Earlier this summer, we discussed a form of products liability called “failure to warn.” To recap, this is when a manufacturer does not take reasonable steps to inform consumers of the potential dangers its product carries. Think warning labels, instruction manuals and so on.

Usually, when someone is injured by a failure to warn, the product itself is not defective. Other times, the product causes harm because it was made negligently. This generally occurs in one of two ways: problems in the manufacturing stage and a defective design. Today, we will discuss design defects.

Unlike manufacturing defects, a design defect occurs before the business has even begun production. Thus, instead of a small percentage of a product being defective due to a problem on the assembly line, every one of the products created will be defective, making the risk to the public potentially much worse.

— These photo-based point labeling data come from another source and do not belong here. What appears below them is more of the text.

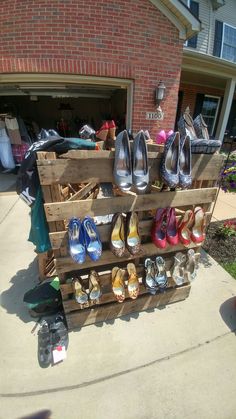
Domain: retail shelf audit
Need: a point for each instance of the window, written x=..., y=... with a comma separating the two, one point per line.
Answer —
x=209, y=111
x=228, y=45
x=194, y=8
x=225, y=41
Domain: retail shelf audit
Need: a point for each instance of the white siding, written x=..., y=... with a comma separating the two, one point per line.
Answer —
x=227, y=14
x=204, y=16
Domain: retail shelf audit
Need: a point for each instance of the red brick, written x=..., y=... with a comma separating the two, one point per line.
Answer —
x=99, y=39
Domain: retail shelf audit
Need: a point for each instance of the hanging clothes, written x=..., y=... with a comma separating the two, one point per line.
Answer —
x=6, y=156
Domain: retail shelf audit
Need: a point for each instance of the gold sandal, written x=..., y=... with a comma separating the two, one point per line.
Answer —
x=80, y=294
x=133, y=283
x=94, y=287
x=118, y=285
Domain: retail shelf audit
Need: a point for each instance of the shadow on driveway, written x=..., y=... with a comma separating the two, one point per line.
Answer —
x=228, y=313
x=12, y=298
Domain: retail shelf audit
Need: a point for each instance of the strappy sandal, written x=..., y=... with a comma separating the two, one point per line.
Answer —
x=149, y=280
x=178, y=268
x=133, y=283
x=94, y=287
x=192, y=264
x=118, y=285
x=161, y=276
x=80, y=294
x=44, y=345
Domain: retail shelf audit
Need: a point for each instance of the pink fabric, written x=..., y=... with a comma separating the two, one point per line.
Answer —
x=161, y=137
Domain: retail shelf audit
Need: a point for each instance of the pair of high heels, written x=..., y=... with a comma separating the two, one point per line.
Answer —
x=164, y=228
x=118, y=282
x=107, y=130
x=185, y=266
x=84, y=237
x=176, y=164
x=131, y=170
x=192, y=227
x=156, y=277
x=125, y=234
x=81, y=296
x=198, y=133
x=196, y=129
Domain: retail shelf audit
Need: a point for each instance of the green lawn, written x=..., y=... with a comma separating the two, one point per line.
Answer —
x=230, y=267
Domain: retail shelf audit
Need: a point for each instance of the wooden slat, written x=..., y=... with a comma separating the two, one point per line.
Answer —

To prove that a business created a defective design, an injured plaintiff must show several things to be true:

  • The design was unreasonably dangerous prior to the manufacturing phase
  • The design defect makes the product unsafe for its intended use
  • There was a safer alternative design available at the time of production
  • The product in question caused harm

When a manufacturer makes a defective product, often the public does not learn of the defect until several people get hurt. A recall can prevent future injuries, but those who were already harmed may need to turn to litigation. If enough people were victimized by a defectively designed product, a class-action lawsuit may be a possibility.